Why is this research needed?

Measurement and monitoring of CO₂ across the entire CCS chain are essential to gain an in-depth understanding of the physical and chemical characteristics of CO₂ flow in pipelines and leakage plums over storage sites across different length and time scales. Advances in these areas will also ensure the success of large-scale injection projects and enable the long-term monitoring of captured CO₂ in storage sites. This particular R&D need has been identified in several recent status review reports and policy documents, such as the Reports of the Carbon Capture, Utilization and Storage Experts’ Workshops, as well as in the recently released Mission Innovation Action Plan.

What is this research investigating?

This project aims to evaluate a cutting-edge technology for the monitoring of CO₂ flow under CCS conditions. The project will start with the establishment of a novel multi-modal sensing system incorporating Coriolis, ultrasonic, differential-pressure and acoustic emission sensors as well as temperature and pressure transducers. Data-driven models based on convolutional neural network and Bayesian statistical learning algorithms will be developed to fuse the outputs from the sensors in order to provide the measurements of flow characteristics in CO₂ pipelines or detect the leakage plums from confined CO₂ units. An extensive experimental programme will be undertaken to acquire practical datasets under a wide range of CCS conditions to train and validate the machine learning models.

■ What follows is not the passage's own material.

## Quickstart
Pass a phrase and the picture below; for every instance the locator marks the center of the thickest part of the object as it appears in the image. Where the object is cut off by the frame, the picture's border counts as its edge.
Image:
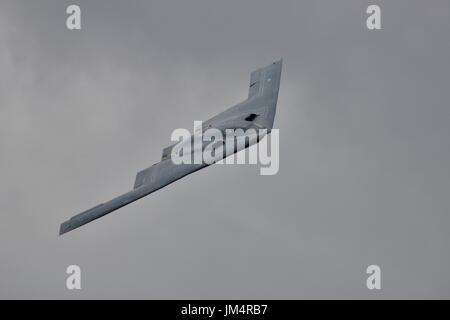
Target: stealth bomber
(256, 112)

What does the research hope to achieve?

The outcome of the proposed research will impact directly on the rapid deployment of CCS technologies, leading to significant reductions in CO₂ emissions from fossil fuel fired power
generation and other energy-intensive industrial processes. This project aims to assess a cutting-edge technology for the monitoring of CO₂ flow and plums under CCS conditions. The project objectives are:

• To establish and construct a novel multi-modal sensing system incorporating Coriolis, ultrasonic, differential-pressure and acoustic emission sensors as well as temperature and pressure transducers.
• To develop data driven models and validate them with extensive experimental results for the real-time mass flow monitoring and leakage plum detection of CO₂ under realistic CCS conditions.
• To disseminate findings to the UKCCS community via journal publications and conference presentations.